PhantomLoader Used to Spread SSLoad Malware

Cybercriminals are using a newly discovered loader called PhantomLoader to distribute the nascent malware SSLoad, according to the report.

Researchers reported that PhantomLoader is integrated into legitimate DLLs, often EDR or AV products, through binary patching and self-modifying techniques to evade detection.

SSLoad, likely marketed under a Malware-as-a-Service (MaaS) model due to its various delivery methods, infiltrates systems via phishing emails, conducts reconnaissance, and installs additional malware.

Previous investigations revealed that SSLoad is used to deploy Cobalt Strike, a legitimate adversary simulation software frequently utilized for post-exploitation activities. SSLoad has been active since April 2024.

The attack sequence typically begins with an MSI installer that initiates the infection process, leading to the execution of PhantomLoader, a 32-bit DLL written in C/C++ and disguised as a DLL module for the antivirus software 360 Total Security (“MenuEx.dll”).

The first-stage malware extracts and runs a Rust-based downloader DLL, which retrieves the main SSLoad payload from a remote server. The server details are encoded in an actor-controlled Telegram channel serving as a dead drop resolver.

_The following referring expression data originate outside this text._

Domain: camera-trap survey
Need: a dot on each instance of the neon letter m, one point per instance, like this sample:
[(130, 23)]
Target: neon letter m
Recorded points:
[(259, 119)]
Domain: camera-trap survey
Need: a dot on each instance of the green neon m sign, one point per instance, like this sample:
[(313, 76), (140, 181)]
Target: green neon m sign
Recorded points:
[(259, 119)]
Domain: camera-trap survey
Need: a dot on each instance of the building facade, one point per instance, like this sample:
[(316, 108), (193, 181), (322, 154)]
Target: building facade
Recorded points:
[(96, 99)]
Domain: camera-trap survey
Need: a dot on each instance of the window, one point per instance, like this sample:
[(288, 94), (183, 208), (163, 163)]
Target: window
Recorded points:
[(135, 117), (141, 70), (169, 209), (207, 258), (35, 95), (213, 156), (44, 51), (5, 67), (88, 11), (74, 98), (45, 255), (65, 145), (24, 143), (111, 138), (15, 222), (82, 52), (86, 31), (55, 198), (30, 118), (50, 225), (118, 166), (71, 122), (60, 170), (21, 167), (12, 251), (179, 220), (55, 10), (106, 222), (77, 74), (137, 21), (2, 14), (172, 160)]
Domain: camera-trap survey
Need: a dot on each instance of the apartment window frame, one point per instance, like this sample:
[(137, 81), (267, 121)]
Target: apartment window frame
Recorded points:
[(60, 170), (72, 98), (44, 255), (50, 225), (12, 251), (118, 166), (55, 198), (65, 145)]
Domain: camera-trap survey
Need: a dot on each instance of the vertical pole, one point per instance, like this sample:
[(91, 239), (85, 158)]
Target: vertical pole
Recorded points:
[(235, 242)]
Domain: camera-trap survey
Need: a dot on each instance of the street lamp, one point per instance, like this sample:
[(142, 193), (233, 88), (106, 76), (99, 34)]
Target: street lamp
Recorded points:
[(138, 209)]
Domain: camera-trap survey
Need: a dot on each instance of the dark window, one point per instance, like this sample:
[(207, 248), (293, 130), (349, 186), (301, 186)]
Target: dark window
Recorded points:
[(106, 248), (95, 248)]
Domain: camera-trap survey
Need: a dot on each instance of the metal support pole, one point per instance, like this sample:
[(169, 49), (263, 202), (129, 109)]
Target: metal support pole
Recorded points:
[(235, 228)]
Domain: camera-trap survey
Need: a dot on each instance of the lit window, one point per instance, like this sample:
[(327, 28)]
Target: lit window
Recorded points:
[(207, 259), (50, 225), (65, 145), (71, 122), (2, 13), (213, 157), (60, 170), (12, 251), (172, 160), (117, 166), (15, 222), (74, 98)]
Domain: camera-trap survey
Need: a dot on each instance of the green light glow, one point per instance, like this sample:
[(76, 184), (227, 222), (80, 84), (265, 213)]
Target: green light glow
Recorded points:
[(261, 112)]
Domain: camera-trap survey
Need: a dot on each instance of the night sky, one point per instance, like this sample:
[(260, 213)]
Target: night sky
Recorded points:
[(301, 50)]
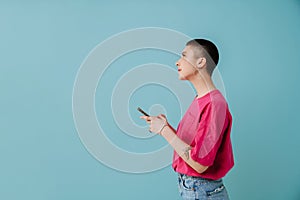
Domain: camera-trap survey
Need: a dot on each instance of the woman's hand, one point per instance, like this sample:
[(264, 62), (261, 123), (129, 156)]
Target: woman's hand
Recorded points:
[(156, 123)]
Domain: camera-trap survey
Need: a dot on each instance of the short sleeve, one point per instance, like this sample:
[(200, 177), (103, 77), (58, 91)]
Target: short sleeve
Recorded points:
[(209, 133)]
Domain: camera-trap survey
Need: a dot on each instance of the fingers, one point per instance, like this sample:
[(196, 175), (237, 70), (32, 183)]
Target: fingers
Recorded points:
[(146, 118)]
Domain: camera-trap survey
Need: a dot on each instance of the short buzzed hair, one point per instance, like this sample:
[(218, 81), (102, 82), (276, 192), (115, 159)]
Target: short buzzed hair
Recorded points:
[(207, 49)]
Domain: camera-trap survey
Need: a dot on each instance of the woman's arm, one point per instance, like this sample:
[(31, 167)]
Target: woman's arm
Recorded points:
[(160, 125)]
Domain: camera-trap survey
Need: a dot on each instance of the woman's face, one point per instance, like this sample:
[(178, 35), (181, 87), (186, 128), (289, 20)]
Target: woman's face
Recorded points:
[(187, 64)]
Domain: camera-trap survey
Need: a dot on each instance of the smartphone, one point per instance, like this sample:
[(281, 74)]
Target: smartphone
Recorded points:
[(143, 112)]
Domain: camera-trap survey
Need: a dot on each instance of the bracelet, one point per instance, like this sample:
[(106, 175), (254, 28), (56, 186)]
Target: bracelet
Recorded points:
[(159, 132)]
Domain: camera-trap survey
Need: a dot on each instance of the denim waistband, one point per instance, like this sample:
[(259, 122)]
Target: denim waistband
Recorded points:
[(183, 176)]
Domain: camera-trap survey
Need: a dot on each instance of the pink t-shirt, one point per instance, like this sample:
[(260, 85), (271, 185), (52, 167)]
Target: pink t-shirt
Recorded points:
[(206, 128)]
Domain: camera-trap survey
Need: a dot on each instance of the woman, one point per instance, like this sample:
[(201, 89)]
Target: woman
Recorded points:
[(202, 147)]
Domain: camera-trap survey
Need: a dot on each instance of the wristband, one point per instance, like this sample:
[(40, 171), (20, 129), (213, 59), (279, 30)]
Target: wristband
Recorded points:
[(159, 132)]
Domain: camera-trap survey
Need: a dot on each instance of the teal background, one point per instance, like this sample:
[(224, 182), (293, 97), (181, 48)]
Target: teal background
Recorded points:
[(43, 43)]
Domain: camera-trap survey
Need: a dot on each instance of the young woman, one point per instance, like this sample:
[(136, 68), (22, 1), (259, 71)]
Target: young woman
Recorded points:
[(202, 147)]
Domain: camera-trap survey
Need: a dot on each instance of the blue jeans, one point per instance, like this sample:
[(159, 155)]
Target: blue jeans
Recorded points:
[(196, 188)]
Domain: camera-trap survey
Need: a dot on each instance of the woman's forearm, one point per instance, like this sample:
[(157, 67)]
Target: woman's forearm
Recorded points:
[(181, 148)]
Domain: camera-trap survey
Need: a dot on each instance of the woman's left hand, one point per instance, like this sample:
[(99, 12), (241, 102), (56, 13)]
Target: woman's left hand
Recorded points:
[(156, 123)]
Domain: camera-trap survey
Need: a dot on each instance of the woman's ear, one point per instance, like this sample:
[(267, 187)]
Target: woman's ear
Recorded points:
[(201, 62)]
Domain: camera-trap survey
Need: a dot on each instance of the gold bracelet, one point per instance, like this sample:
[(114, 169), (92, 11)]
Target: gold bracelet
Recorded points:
[(159, 132)]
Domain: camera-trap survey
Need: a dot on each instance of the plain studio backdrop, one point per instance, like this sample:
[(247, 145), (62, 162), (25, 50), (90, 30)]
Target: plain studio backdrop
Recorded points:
[(43, 44)]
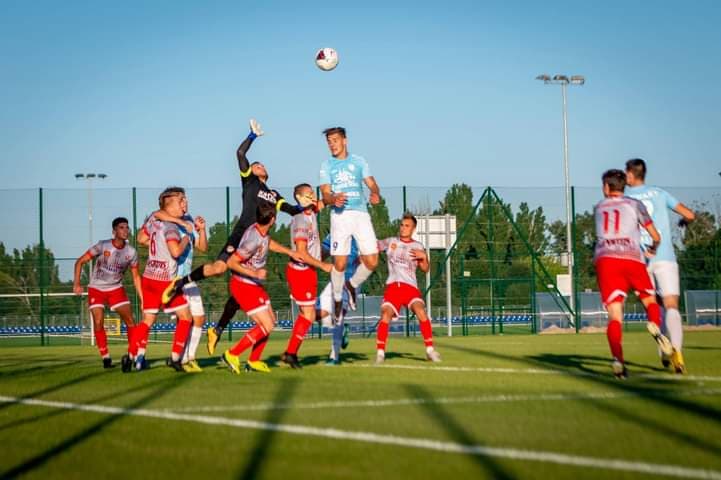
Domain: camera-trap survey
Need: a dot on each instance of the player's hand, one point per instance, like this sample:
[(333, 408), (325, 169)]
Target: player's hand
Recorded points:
[(339, 199), (418, 255)]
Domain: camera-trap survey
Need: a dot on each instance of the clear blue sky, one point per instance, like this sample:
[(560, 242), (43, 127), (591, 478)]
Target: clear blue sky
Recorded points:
[(157, 93)]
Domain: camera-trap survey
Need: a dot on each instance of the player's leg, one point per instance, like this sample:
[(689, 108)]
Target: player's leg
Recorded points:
[(419, 308), (388, 312), (367, 242), (101, 339)]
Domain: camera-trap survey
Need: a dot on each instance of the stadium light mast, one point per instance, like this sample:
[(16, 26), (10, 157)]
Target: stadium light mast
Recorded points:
[(564, 81), (89, 177)]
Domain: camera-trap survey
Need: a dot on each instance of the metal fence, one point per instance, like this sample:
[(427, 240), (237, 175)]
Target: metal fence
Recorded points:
[(497, 265)]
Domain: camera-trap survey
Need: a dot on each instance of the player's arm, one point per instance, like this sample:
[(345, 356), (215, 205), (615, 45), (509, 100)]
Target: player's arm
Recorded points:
[(82, 260), (301, 247), (685, 212), (375, 196), (235, 263), (201, 240)]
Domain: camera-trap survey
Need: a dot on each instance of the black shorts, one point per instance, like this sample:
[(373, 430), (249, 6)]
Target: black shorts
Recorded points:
[(231, 244)]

The final payload, also written in Rust, fingerprints the compromised system and sends the information as a JSON string to the command-and-control (C2) server. The server then responds with commands to download additional malware.

SSLoad showcases its ability to gather reconnaissance, evade detection, and deploy further payloads through various delivery methods and techniques. Its dynamic string decryption and anti-debugging measures underscore its complexity and adaptability.

This development coincides with ongoing phishing campaigns that distribute remote access trojans such as JScript RAT and Remcos RAT, facilitating persistent operations and command execution from the server.

To protect against SSLoad malware, be vigilant with email security and avoid opening attachments or clicking links from unknown sources. Employ advanced email filtering to detect and block phishing attempts. Ensure all software, especially antivirus and endpoint detection and response (EDR) tools, is regularly updated.